Ken Loach et son scénariste Paul Laverty on été abondamment critiqués ces dernières années pour ce que les cinéphiles jugeaient comme un manque de subtilité dans leurs démonstrations politiques, et pour leur propension à utiliser les ressorts de la fiction populaire pour créer des situations à fort contenu émotionnel. Ce n'était évidemment pas faux, même s'il m'a toujours semblé également logique que Loach et Laverty, qui ont un message fort à faire passer, ne se cantonnent pas à une posture auteuriste, mais aient pour cible un grand public plus facilement convaincu par des drames aux enjeux et aux rebondissements clairs, susceptibles d'être plus consensuels. Mais, devant the Old Oak, un film beaucoup plus austère que ses prédécesseurs, on a le sentiment que Loach a été sensible à ces critiques, et est revenu d'une certaine manière au cinéma plus rude de ses débuts.
The Old Oak raconte l'arrivée (il y a quelques années, déjà) dans un ex-village minier dévasté depuis plusieurs décennies par la fermeture des puits, de réfugiés syriens chassés par la guerre. La question qui traverse le film est celle, simple mais essentielle, de la réponse du prolétariat plongé dans la misère à une cohabitation forcée avec des populations étrangères encore plus démunies.

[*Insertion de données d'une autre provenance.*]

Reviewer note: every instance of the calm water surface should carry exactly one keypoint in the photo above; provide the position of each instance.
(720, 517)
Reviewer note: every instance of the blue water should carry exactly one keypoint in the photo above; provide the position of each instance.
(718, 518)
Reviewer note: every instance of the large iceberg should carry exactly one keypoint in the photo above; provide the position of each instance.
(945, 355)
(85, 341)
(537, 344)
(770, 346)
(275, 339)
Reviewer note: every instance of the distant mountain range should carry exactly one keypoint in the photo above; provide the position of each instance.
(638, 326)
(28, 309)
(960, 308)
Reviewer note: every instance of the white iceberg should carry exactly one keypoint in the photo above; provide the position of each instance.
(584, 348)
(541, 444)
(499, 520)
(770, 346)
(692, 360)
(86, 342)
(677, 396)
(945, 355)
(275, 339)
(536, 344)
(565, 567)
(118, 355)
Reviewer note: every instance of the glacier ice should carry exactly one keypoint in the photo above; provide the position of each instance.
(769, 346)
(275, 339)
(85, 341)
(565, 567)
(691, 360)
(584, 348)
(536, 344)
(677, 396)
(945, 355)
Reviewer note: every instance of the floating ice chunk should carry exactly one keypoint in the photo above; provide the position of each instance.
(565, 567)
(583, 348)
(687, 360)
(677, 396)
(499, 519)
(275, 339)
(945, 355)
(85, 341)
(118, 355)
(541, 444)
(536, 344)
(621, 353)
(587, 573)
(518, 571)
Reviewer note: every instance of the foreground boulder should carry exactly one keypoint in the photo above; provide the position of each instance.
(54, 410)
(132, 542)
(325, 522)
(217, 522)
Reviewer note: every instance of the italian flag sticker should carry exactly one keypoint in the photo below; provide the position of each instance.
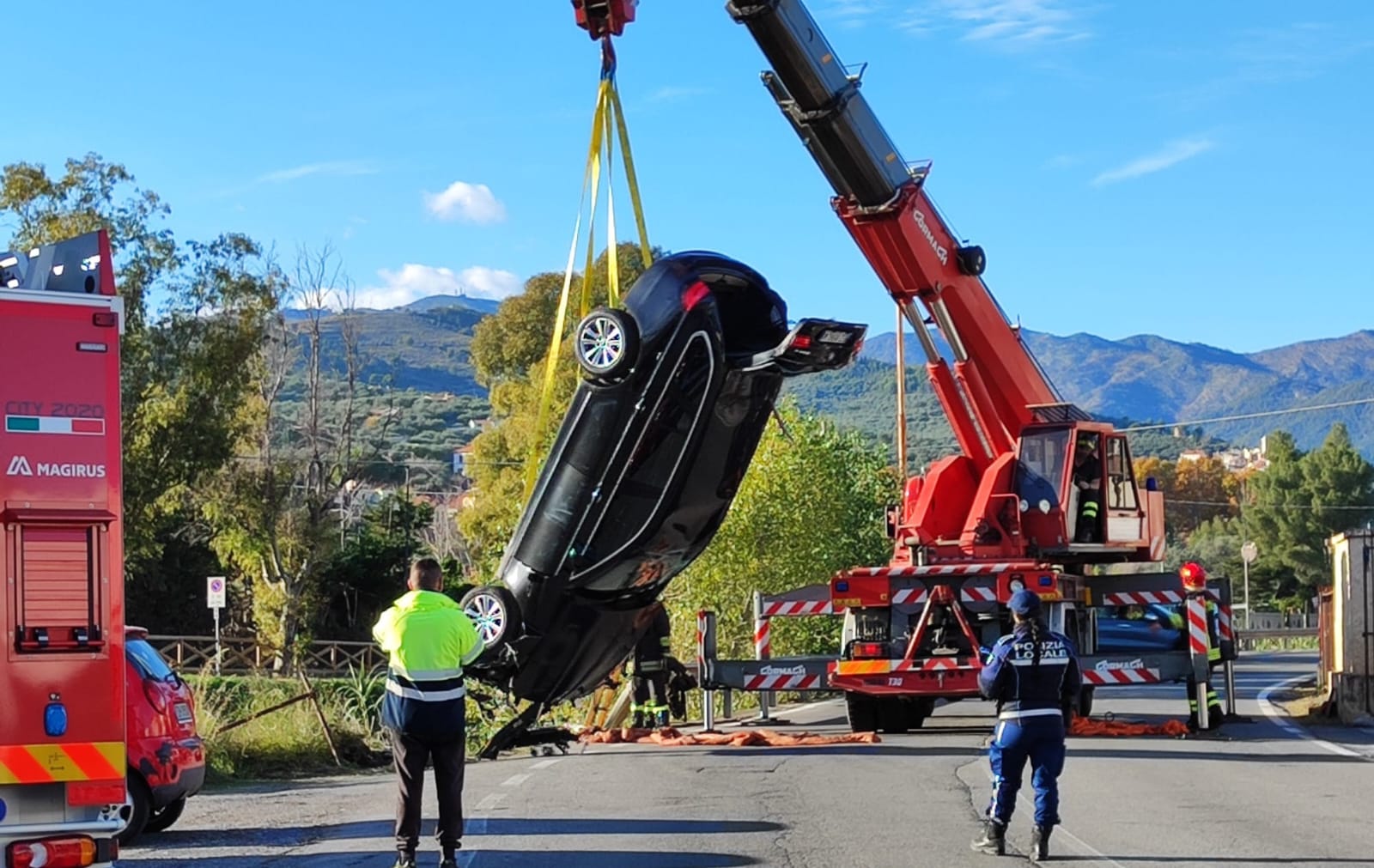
(52, 425)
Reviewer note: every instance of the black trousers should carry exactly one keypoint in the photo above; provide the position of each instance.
(411, 757)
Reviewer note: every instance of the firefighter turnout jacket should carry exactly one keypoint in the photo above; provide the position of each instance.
(429, 640)
(1032, 679)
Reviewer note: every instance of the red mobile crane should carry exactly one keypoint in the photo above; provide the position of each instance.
(1039, 492)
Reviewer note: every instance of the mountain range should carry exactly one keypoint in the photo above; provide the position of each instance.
(1142, 379)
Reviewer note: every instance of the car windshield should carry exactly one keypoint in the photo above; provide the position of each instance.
(148, 661)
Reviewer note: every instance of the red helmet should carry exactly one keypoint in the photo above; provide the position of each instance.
(1193, 576)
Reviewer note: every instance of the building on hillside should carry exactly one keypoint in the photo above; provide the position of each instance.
(1348, 627)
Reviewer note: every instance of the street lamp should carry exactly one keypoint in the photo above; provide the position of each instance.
(1248, 554)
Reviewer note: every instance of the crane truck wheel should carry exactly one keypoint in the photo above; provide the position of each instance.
(862, 713)
(1085, 701)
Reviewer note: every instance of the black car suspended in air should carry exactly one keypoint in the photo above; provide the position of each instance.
(678, 389)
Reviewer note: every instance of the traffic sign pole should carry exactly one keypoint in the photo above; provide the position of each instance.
(215, 598)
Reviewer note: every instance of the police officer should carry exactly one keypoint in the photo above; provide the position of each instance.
(1034, 676)
(650, 705)
(429, 640)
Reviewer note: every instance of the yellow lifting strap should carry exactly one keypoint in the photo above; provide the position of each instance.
(608, 118)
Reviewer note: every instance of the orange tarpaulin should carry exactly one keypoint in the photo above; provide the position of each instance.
(1096, 725)
(764, 737)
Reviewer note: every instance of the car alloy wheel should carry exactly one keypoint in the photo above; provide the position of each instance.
(606, 343)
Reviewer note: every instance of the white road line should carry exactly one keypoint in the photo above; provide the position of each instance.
(491, 801)
(1288, 725)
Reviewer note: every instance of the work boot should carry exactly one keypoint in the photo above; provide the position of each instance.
(994, 840)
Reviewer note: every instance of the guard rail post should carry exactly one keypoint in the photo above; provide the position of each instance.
(707, 653)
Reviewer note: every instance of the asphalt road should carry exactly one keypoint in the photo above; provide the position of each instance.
(1261, 794)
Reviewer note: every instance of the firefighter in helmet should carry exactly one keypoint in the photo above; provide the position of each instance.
(650, 672)
(1087, 478)
(1195, 583)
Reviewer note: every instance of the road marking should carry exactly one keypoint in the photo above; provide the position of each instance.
(1288, 725)
(491, 801)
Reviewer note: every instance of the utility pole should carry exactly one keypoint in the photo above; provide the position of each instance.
(1248, 554)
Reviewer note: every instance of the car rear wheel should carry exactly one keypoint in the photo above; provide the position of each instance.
(494, 610)
(606, 343)
(137, 808)
(862, 713)
(162, 820)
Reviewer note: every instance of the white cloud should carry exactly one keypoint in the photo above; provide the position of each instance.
(1167, 157)
(670, 94)
(340, 167)
(1018, 22)
(414, 282)
(464, 201)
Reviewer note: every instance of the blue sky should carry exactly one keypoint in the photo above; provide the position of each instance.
(1201, 171)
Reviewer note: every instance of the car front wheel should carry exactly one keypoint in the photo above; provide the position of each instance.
(606, 343)
(494, 611)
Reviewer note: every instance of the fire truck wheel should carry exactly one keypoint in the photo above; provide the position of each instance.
(137, 806)
(1085, 701)
(162, 820)
(862, 713)
(893, 716)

Au centre du dilemme se trouve le propriétaire du seul pub local encore ouvert, dont la clientèle est constituée avant tout de nationalistes primaires, et qui est quant à lui nostalgique d'une époque où les luttes sociales intenses soudaient la communauté.
Le choix - qui ne nous surprendra pas - de Laverty et Loach est celui de la convergence des luttes contre une société inique : cette convergence est finalement représentée à l'image dans les derniers plans du film, ceux d'un défilé où une union s'est faite entre les opprimés. Mais pour en arriver là, the Old Oak ne joue pas cette fois les cartes habituelles du cinéma militant "à gros sabots", et choisit un chemin - certes parsemé de quelques événements dramatiques et de plusieurs confrontations - sans dramatisation excessive, ni grands sentiments.
Du coup the Old Oak frustrera ceux qui - comme nous d'ailleurs- aimaient les larmes et l'indignation que faisait naître habituellement le cinéma de Loach. Mais, finalement, qu'on aime ou pas ce minimalisme narratif, il sera difficile de ne pas comprendre et de ne pas adhérer au message le plus fort du film : une communauté existe quand on y partage de la nourriture. Cela semble peu, mais c'est finalement essentiel. Et c'est d'ailleurs l'une des choses que nous avons peu à peu perdues dans notre société moderne.